Foreward by Andrew Chilvers
For companies and individuals looking to move into new jurisdictions for business opportunities, setting up a bank account is a crucial part of the process. But this is never as straightforward as it seems.
In all countries, banks are obliged to crack down on fraud and any potential financial scullduggery. As a result, they tend to be very risk averse. Regardless of where a business establishes an office in the world, local banks will generally have the newly arrived expatriates jumping through various hoops, pulling their hair out in frustration.

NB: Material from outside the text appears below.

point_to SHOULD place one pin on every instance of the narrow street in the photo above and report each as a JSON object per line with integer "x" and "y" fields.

The new arrival will need the relevant paperwork, including personal identity papers, a personal and business address, personal references and other numerous documents. And that’s just the beginning.
Every jurisdiction has its own banks and banking rules, which are often complex and bureaucratic. Consequently, seeking advice from local legal and financial experts before setting up a bank account is imperative if a company is it get the right account for its particular business objectives. This is why it’s so important to use local advisers who are experts in the jurisdiction to provide information about the local banking rules.
What is the general risk appetite of banks in your jurisdiction and how does that affect setting up a new business bank account?
Banking is a risky business. With anti-money laundering and anti-terrorism rules, reporting requirements, risk of sanctions and fines, de-risking, additional and more complicated reporting requirements, it’s hard to navigate the minefield. Therefore, some of the requirements many of you will come across when trying to open a personal or business account may seem daunting. This paper hopes to make the process easier to understand and navigate as you establish a bank account for your corporate needs in Barbados.
In Barbados we have five major banks. There’s the Canadians (Scotia, RBC and CIBC’s FirstCaribbean) then we have the Trinidad-based Republic Bank and FirstCitizens. All are reputable. All are sophisticated in terms of their online banking capability and general infrastructure. Each bank will have their own procedures, policies and risk appetite. But below is the basic information you will need to open a corporate bank account.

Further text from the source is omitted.